My own experiences with Azukari so far have been good; being able to select the right Koi is important, as not all fish have the quality to improve in this kind of environment. A Koi with somewhat average qualities can be helped along when kept in an indoor pond with plenty of natural light and relatively steady growth, it allows the pigmentation to develop and keep what could be relatively low-class colour limping along. In a mud pond you can’t get away with this, UV penetration only breaks the surface of the water and the fast-paced growth will very quickly consume low quality pigmentation – to the extent that what went in as a Showa becomes a Shiro Utsuri in no time at all.
I’m always up for a challenge and I wanted to put my skills to the test and select a number of very small (15-19cm) tosai and have my own mud pond in which to grow them over the summer. After a discussion with the guys at NND (Nishikigoi Niigata Direct), I got them to agree to give me the chance to select from a pond of small Tategoi which would be the grade I required for this project. Furthermore, I managed to secure a mud pond in the mountains of Yomogihira to house them over the summer. The pond would be cared for by Makoto Tanaka (Marusho), but I was able to work on the feeding regime which I was keen to do.
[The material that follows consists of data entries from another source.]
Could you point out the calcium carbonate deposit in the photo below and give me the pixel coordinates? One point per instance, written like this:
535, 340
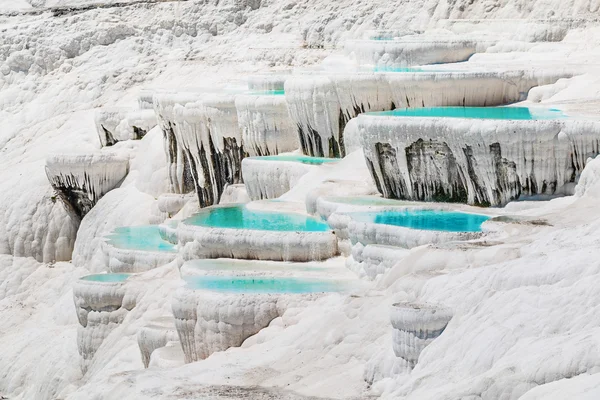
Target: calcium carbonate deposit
299, 199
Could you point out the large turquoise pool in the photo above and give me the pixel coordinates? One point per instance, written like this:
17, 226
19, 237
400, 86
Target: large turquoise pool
109, 278
144, 237
239, 217
509, 113
234, 284
298, 158
431, 220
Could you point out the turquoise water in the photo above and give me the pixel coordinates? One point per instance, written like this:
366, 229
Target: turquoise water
233, 284
247, 265
106, 277
513, 113
144, 237
299, 158
276, 92
239, 217
430, 220
366, 201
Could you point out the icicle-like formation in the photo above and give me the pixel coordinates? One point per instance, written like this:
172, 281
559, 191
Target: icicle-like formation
321, 106
407, 52
101, 307
208, 322
209, 134
415, 327
266, 125
156, 335
118, 124
476, 161
80, 180
269, 179
180, 176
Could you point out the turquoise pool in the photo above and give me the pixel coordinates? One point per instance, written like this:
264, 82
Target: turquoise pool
144, 237
109, 278
239, 217
430, 220
233, 284
298, 158
509, 113
229, 264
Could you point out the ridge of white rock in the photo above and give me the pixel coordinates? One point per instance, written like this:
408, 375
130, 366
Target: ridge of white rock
208, 133
269, 179
211, 242
406, 52
118, 124
266, 125
101, 307
415, 327
156, 335
208, 322
80, 180
322, 105
477, 161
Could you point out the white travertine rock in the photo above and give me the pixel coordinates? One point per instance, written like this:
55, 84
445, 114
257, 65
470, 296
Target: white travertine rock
101, 307
180, 177
117, 124
211, 242
155, 335
80, 180
208, 322
134, 261
266, 125
269, 179
322, 105
409, 52
373, 260
415, 327
208, 133
477, 161
371, 233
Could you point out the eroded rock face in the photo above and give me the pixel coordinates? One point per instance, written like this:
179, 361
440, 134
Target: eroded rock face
81, 180
208, 322
209, 135
322, 106
415, 327
480, 162
101, 307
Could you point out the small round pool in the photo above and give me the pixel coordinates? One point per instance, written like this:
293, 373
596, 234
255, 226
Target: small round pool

The selection was done back in February and for me it was like being a kid in a candy shop being able to select through such a pond of Koi. Varieties available were Kohaku, Sanke, Showa, Ginrin Showa and Kikusui. After spending a couple of hours going through the pond I selected 50pcs, the maximum capacity for my mud pond. Each fish was then measured and photographed before being moved to their new home until they would be released to the mud pond in June.
Having selected the Koi at around 15-17cm on average, I am expecting to harvest them at around 35-40cm. A growth rate of around 20cm per fish is more than achievable with smaller tosai over the 5month growing period. What this extreme growth also does is completely change how most of the Koi will look. Small Showa are the best example I can give here; as you will see from some of the pictures it doesn’t look like they have much shiroji (white skin) and have too much underlying sumi. This is not the case because this appearance is caused by the fact that the white skin is very translucent at this age – and with the growth spurt will come an increase in skin thickness, pattern movement and more body mass. So, the overall look of the pattern will change and the areas where it looked, as if it would all be sumi become areas of shiroji. Ultimately you can’t be too critical with them at this stage and really just assess the qualities that are in front of you; after the harvest when the Koi are nisai it’s time to re-assess with new criteria.
In June while I was in Japan again, I had arranged to go and release the Koi into the mud pond and this, on its own, is a great experience. This is the last chance to see them up close until the harvest. Having packed all of the Koi onto the truck it was a windy drive up the mountains, then a slightly scarier trek down a precarious looking road to the mud pond. All of the fish were moved to the pond and acclimatised before slowly being freed to their new home for the summer. Then it was just a case of putting the predator netting around the perimeter of the pond and letting them adjust to their new environment. It would be another week until the automatic feeder was set up, as both the Koi and pond need to adjust before cranking up the feeding. Too much too soon and the Koi can very quickly lose conditions, which is not ideal when they are in a mud pond.
Now I anxiously await the up and coming harvest of the pond to see how my selection turned out. All 50pcs were photographed on the day I bought them, with each due to be photographed after the harvest. I can’t wait to share some side by side comparison shots and my thoughts on the results.